In May 2020, the Board of Land and Natural Resources voted to 7-0 to reject a more than 2,000-page Environmental Impact Statement for proposed aquarium fishing in West Hawaiʻi by 10 aquarium fishers and the National Pet Industry Joint Advisory Council.
In 2020, Board Chair Suzanne Case said: “This was a tough process and decision. But the unanimous vote clearly reflects the Board’s view that the aquarium fishers’ proposal, without meaningful limits on future catch, without enough attention to our highly depleted stocks like pākuʻikuʻi (Achilles tang) and other low-number species, and without adequate analysis of the near-future effects of climate change, ocean warming and coral bleaching on our reefs, did not adequately disclose the potential environmental impacts of the proposed 10 permits.”
Last year, a revised Environmental Impact Statement — with a decreased number of allowed permits and a significant decrease in the number of species allowed to be caught — was accepted by the Board of Land and Natural Resources, paving the way toward the possible reopening of the fishery.
The case was originally filed in 2012 by concerned individuals, including scuba diver Rene Umberger, and three nonprofit organizations: Conservation Council for Hawaiʻi, Humane Society of the United States and the Center for Biological Diversity.
The ruling on Monday was made by Judge Jeffrey P. Crabtree.

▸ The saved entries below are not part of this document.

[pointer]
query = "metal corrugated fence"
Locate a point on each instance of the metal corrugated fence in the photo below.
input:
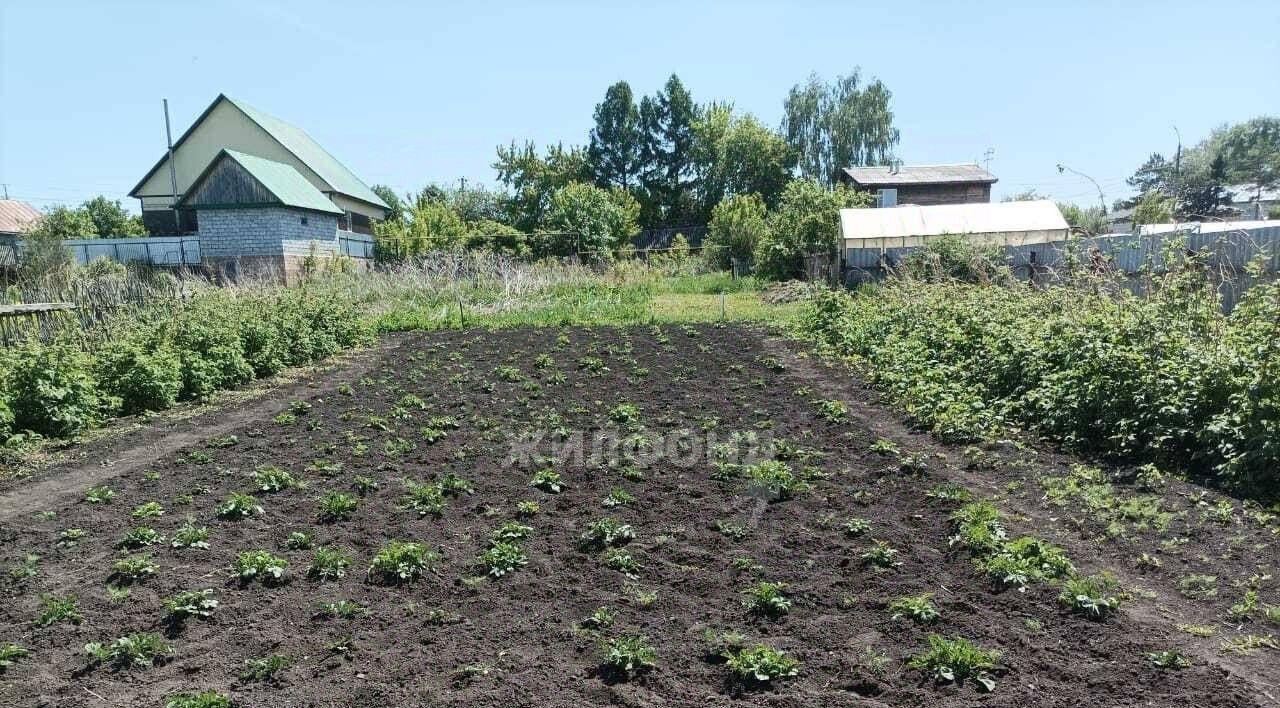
(156, 250)
(1127, 252)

“Today’s decision returns the management of the state’s aquatic resources in the West Hawai‘i Regional Fishery Management Area back to the DLNR, now that the environmental review process for West Hawai‘i is complete,” Goldman said in a statement. “Today’s decision does not itself authorize any aquarium fishing. That question may now be taken up by the DLNR, which is the agency charged with managing the state’s aquatic resources.”
Anyone who engages in commercial aquarium collection without the required permit in the West Hawai‘i management area or elsewhere in the state will be cited, and the state will pursue enforcement to the fullest extent authorized by law.